I vividly recall my first trip to see Tammy’s folks in southern Minnesota.
We had been dating just a couple months (and didn’t know yet we would be married within a year). She still was living and working in Ottawa, so we headed out from there in her manual transmission Ford Escort, armed with sandwiches, pop and Snicker bars.
As we headed west into the dusk, I started getting a little, ah, anxious. I never had been west of U.S. 51. I don’t think Interstate 39 was even there yet.
My uneasiness grew as we got into Iowa. There wasn’t much “there” … there. Reared in Chicago and living in Woodridge at that point, I was used to more “there.”
I had fun reading some of the town signs along 80 – What Cheer still stands out. That’s when we were driving all the way to Interstate 35 to head north. I would soon learn I-35 would become the bane of my existence, mostly in the winter.
But at that point, I didn’t know I would be driving there several times just in that next winter, including one that had us holed up in a hotel overnight. And we had to be up early the next morning to make it to Tammy’s wedding shower around noon.

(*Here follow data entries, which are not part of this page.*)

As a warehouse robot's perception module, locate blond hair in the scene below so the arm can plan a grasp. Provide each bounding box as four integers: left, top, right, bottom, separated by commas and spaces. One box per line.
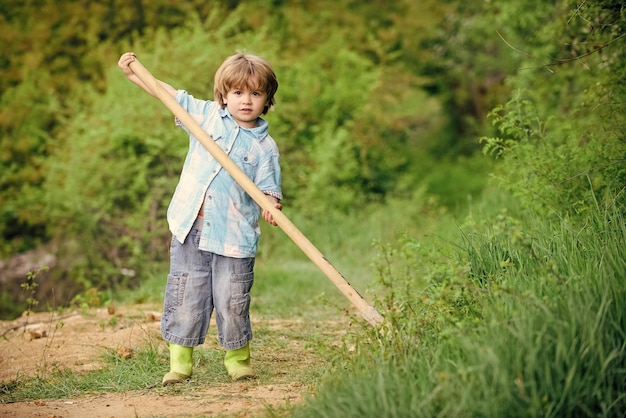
214, 52, 278, 115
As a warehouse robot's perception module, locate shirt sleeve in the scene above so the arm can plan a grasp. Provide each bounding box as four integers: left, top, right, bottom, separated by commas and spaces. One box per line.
174, 90, 215, 134
256, 145, 283, 201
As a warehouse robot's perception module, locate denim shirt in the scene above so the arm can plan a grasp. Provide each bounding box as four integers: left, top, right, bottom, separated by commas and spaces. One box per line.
167, 90, 282, 258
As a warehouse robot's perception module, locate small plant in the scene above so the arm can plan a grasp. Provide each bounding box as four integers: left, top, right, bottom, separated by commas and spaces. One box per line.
20, 266, 49, 324
16, 265, 70, 380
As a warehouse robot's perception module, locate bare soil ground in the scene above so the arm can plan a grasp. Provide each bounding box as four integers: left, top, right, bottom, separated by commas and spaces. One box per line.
0, 304, 345, 417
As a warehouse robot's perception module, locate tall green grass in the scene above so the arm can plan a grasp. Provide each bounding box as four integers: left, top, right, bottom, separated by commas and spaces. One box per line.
290, 197, 626, 417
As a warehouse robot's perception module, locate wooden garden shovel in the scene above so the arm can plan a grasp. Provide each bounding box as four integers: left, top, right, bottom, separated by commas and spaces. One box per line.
129, 58, 384, 326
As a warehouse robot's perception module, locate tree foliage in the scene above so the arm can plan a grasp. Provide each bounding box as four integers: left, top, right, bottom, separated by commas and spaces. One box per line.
481, 0, 626, 215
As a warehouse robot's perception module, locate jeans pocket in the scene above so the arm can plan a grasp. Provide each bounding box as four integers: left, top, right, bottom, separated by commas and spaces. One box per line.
229, 271, 253, 316
164, 272, 188, 311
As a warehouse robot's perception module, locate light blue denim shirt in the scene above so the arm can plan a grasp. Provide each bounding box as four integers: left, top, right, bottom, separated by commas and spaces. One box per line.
167, 90, 282, 258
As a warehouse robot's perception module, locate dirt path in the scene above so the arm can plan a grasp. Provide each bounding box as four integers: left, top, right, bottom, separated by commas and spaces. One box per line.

As we headed north on 35, we got off at the Blairsburg exit, where, I swear, there was a truck stop called Boondocks. It closed a few years back, but it was a great picture then, and for the kids, which I didn’t know then we would have within the next few years.

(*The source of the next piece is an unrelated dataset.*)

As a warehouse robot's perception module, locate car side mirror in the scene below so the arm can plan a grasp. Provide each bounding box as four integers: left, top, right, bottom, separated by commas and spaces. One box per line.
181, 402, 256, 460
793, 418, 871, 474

One of those kids is now a doctor of psychology at the University of Iowa Medical Center near Coralville, which is where I got food poisoning on one of those return trips a few months later.
When we finally got to Tammy’s hometown, we had to “cruise main,” which meant driving the few blocks of the prime drag in the town of 500 or so at that time. It’s less now since the canning factory closed down. But Bud’s Café, which is now Tom’s, still is there, serving great burgers and manhole cover-sized pancakes.
We drove up to her parents’ house, a nice big two-story frame job on the “south side” of town. It was late, but her parents still were up. Her father noticed the beginnings of a beard, which I had started because Tammy loves them.
The brush-cut, clean-shaven guy who would become my father-in-law by the next spring was not impressed. Probably still isn’t.
As I was still getting used to all this, the family was excited to be heading to “the lake” the next day. Since there are reportedly 10,000 of them in the state (actually, more, I believe), I wasn’t sure which.
That would be my first visit to Lake Francis, where the folks had a camp spot that, at that point, was a trailer, a pickup camper and a couple tents. We got me my first out-of-towner fishing license, and headed out on the lake.
My future sister-in-law Lori Dee, who was intent on putting me through tests, overt and otherwise, was disappointed I could, or would, bait my own hook. We caught bunch of sunnys and bluegill, and had a great “shore lunch,” and also brought a bunch home to freeze.
After dinner – or as they called it, supper – we sat around the campfire and talked. The whole family was there: Tammy’s brothers, Dan and Paul; and her sister, Linda, who was pregnant with her daughter, due a few weeks sooner than my niece that October.
I was relatively new to campfires. It smelled heavenly, and the fire was mesmerizing. They still are for me, even with the backyard chiminea.
Last week, the four of us went up to see the folks, who now live in Austin, Minnesota, home of Hormel and the Spam Museum. Andy took off work from his job at D’Arcy, and we drove up on Tammy’s birthday.
The next day, instead of a campfire, we sat around a couple tables in their new apartment, smaller but more manageable than that big ol’ house. Gramma still makes some mean pancakes, and later, for the gang, she fixed some great ribs. That woman can cook.
It’s different now, of course. Everyone is older and has their own lives. The second set of grandchildren are making their own way now. And there are great-grandchildren.
The fishing is scarce now, and we go to Paul’s or Dan’s now for campfires. Hard to believe it’s been 35 years I’ve been going up there.
What memories though. I hope this next generation has as many of them as we’ve all had.
Just not the ones driving on 35 or 80.